Già esisteva una strada (probabilmente la via Albana) che conduceva dal clivus Martis (l'altura vicino alla chiesa Domine quo vadis - in prossimità del bivio a sinistra di via della Caffarella) ad Alba quando nel 312 a.c. il censore Appio Claudio decise di "fortificarla" (Livio).
Effettivamente da quel punto inizia il percorso perfettamente rettilineo della via Appia. Soltanto diciotto anni dopo fu costruito dai fratelli Ogulnii, edili curuli, il tratto di strada dalla porta Capena (la porta delle mura repubblicane in prossimità del Circo Massimo) al clivus Martis, grazie alle somme di denaro confiscate agli usurai.
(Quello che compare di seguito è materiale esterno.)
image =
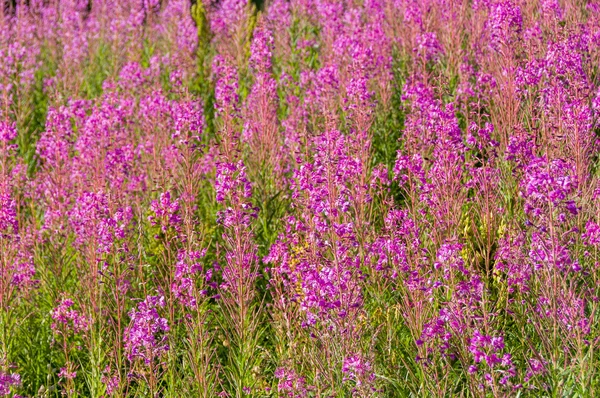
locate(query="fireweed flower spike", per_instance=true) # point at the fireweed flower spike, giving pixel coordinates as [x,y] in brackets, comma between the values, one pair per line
[299,198]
Qualche anno dopo, infine, fu lastricato con poligoni di basalto dei Colli Albani il tratto dal clivus Martis a Boville (l'odierna Frattocchie).
Gli scopi militari risultarono evidenti dai successivi prolungamenti (nel 268 a.c. a Benevento, nel 190 a.c. fino a Venosa e quindi Taranto e Brindisi) aprendo così una via diretta tra Roma e l'Oriente.
Il poeta Stazio la definì regina viarum. (...qua limite noto Appia longarum teritur regina viarum... dal II libro delle Silvae)
Il tratto più bello è quello che va dalla tomba di Cecilia Metella al Casal Rotondo (in prossimità di via di Torricola). Sono circa 4,2 km arricchiti da bellissimi monumenti funerari.
Noi abbiamo proseguito sino a Frattocchie, dove i tracciati dell'Appia Nuova e dell'Appia Antica confluiscono e proseguono come unica via. In questo tratto inizia a prevalere un certo degrado che prende il sopravvento sulle bellezze del paesaggio e dei monumenti. In alcuni tratti la via si riduce ad un minuscolo sentiero tra le erbacce ed i resti dei monumenti diventano sempre meno intelliggibili.
Resta comunque intatta la suggestione che si prova percorrendo, a piedi, una strada che tanto ha segnato la storia di Roma.